UAE ratifies several International Maritime Conventions & Protocols
Added: (Tue Nov 14 2017)
Pressbox (Press Release) -
UAE, November 14, 2017 - The UAE has ratified key International Maritime Conventions and Protocols as part of its efforts to develop maritime and shipping sector and this will support UAE marketing to International Maritime Organization (IMO) and other IMO Member States .The ratification came after a series of preparations by the Federal Transport Authority (FTA) - Land and Maritime to meet the international requirements and standards set by IMO, including the implementation and enforcement of the international conventions and protocols in all relevant national maritime activities.
The UAE has ratified the following international conventions and protocols:
Ballast Water Management Convention 2004
Protocol of 1988 relating to the International Convention on Load Lines 1966
Protocol of 1988 relating to; International Convention for the Safety of Life at Sea 1974 (SOLAS)
International Convention for Safe Containers (1972).
H.E. Dr. Abdulla Belhaif Al Nuaimi, Minister of Infrastructure Development and Chairman of the FTA - Land and Maritime, noted the efforts exerted by the FTA in cooperation with all concerned authorities in the UAE, highlighting the FTA’s commitment to international standards and compliance with international maritime conventions and protocols. He added that the Authority has developed the working plans to meet the international requirements, and lauded the country’s efforts to improve the maritime sector and help create a safe and secure marine environment for a sustainable maritime community.
The confirmation to comply with international maritime conventions and protocols will enhance the country’s activities related to the safety of lives at sea, provide secure conditions for international shipping, and establish better conditions for safe navigation for sea cargo and passenger transport.
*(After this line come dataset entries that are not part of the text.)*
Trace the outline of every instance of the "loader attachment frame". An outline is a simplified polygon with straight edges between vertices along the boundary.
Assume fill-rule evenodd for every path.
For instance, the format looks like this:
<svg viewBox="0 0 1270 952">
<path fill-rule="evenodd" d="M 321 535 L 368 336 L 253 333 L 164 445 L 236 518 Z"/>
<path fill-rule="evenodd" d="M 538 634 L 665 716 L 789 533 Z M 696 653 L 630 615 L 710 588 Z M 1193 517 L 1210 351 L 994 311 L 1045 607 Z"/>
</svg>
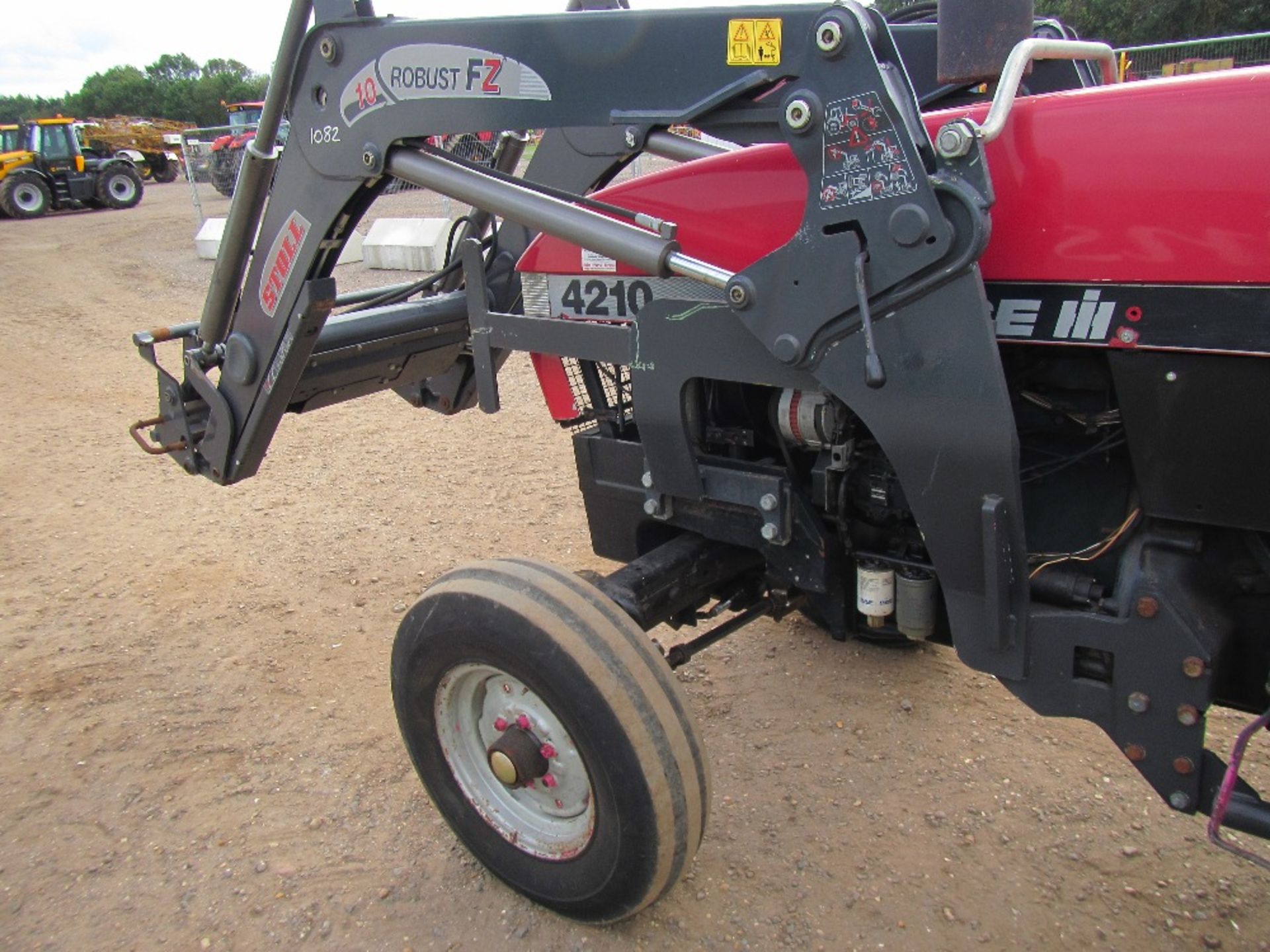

“The UAE has several competitive advantages to qualify for membership in the IMO Council and enjoys strong capabilities at par with countries with advanced maritime industries, a number of which have major interests in international maritime trade. The UAE also enjoys a strategic location, ideal for doing business in the Arab Gulf and the broader MENA region,” he concluded.
Ballast Water Management Convention 2004
This 2004 IMO treaty aims to control and manage ballast water to decrease invasive species that enter from the marine environment into territorial waters.
1988 Protocol of the International Convention on Load Lines for 1966
Any vessel subject to this Convention shall not sail on an international voyage unless it has been subjected to inspection, marked and given the International Load Lines Certificate of 1966, or an international exemption certificate for load lines in accordance with the provisions of the Convention. Any vessel subject to the provisions of this resolution and the Convention shall not set a load line that exceeds the minimum load line established under the requirements of the Convention annex.
1988 Protocol for the Convention for the Safety of Life at Sea 1974
The main goal of the SOLAS convention is to establish the minimum standards for constructing, equipping and operating ships consistent with their safety. Countries shall be responsible in ensuring that vessels carrying its flag shall comply with the SOLAS requirements by issuing certificates provided for in the Convention as evidence of compliance.
The International Convention for Safe Containers
Containers loaded with goods must be weighed, with the weight document issued for each unit according to the definition of the container within this decision, provided that the container is packed from any of the UAE ports before being loaded onto any ship subject to the provisions of Chapter VI of the Convention, whether for export or re-export. Containers loaded with goods from other countries for the purpose of re-shipping and exporting from the ports of the UAE should pay a re-export fee, and their confirmed weight verified either at the ports of the countries where they were loaded or through a prior agreement between the shipper and the carrier.